Lately, the news has been loaded with articles (see here, here, and here) about civil lawsuits expected – with the first one already filed – as investors try to recover their losses from the infamous Bernard L. Madoff $50 billion “ponzi scheme,” which ensnared New Jersey Senator Frank Lautenberg, Daily News Publisher Mort Zuckerman and Mets Owner Fred Wilpon, among countless others.
We found it more than interesting that the first suit was filed by Irwin Kellner seeking class action status. Here’s a guy who once advocated so-called “tort reform”, limiting injured patients’ right to sue in order to reduce health care costs. (Guess he didn’t know that medical malpractice claims and premiums amount to less than 2 percent of health care costs.)
Anywho, now he’s the one running to court.
But don’t get us wrong. Just because someone says something “inartful” about lawsuits doesn’t mean he can’t see the light, have a change of heart. Everyone’s doing it.

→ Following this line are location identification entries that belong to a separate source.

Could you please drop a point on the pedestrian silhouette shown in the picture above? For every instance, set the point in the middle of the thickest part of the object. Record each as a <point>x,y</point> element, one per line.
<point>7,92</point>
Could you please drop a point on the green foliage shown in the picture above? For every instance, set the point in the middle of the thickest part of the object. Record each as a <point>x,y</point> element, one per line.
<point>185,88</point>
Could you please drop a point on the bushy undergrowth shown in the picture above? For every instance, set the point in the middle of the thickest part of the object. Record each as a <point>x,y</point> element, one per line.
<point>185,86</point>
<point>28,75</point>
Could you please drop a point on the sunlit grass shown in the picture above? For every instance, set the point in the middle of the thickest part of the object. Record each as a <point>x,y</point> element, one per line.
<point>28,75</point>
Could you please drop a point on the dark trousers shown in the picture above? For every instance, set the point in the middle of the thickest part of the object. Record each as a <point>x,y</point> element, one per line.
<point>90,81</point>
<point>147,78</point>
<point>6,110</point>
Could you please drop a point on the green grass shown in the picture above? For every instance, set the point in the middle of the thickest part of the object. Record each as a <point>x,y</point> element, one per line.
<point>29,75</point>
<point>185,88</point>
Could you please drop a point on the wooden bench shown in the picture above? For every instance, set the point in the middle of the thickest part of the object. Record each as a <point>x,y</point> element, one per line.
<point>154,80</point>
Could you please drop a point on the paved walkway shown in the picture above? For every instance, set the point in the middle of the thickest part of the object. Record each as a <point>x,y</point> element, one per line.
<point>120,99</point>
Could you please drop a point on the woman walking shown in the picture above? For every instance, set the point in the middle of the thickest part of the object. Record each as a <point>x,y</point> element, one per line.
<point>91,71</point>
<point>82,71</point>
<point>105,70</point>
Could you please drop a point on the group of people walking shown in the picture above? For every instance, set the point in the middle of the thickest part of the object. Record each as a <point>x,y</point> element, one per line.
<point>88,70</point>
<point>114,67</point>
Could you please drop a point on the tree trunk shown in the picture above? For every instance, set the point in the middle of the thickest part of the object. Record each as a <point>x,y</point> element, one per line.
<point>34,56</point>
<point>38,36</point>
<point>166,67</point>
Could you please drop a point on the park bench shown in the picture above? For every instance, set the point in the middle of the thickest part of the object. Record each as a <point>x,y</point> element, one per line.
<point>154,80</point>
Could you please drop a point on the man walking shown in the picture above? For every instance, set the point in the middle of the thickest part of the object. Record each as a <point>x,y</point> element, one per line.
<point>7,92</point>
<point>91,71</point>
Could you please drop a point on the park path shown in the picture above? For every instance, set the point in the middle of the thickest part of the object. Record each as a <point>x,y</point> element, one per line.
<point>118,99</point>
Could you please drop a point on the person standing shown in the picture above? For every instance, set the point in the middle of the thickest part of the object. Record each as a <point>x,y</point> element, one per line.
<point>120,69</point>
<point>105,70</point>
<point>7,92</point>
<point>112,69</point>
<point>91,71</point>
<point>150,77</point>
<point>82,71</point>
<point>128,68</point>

In fact, we hope Senator Chuck Schumer (D-NY) does it too, and soon. As the New York Times wrote over the weekend, Schumer has been a “champion of Wall Street.” But that means that he has been busy trying to deregulate (and we know now what a big mistake that was!) as well as seeking severe limits on lawsuits by defrauded investors. In the 1990s, he even pushed one bill over President Clinton’s veto.
That law, the Private Securities Litigation Reform Act of 1995 and its sister, Securities Litigation Uniform Standards Act in 1998, both aimed at curtailing lawsuits by injured investors in securities fraud claims, were bad laws and should be repealed.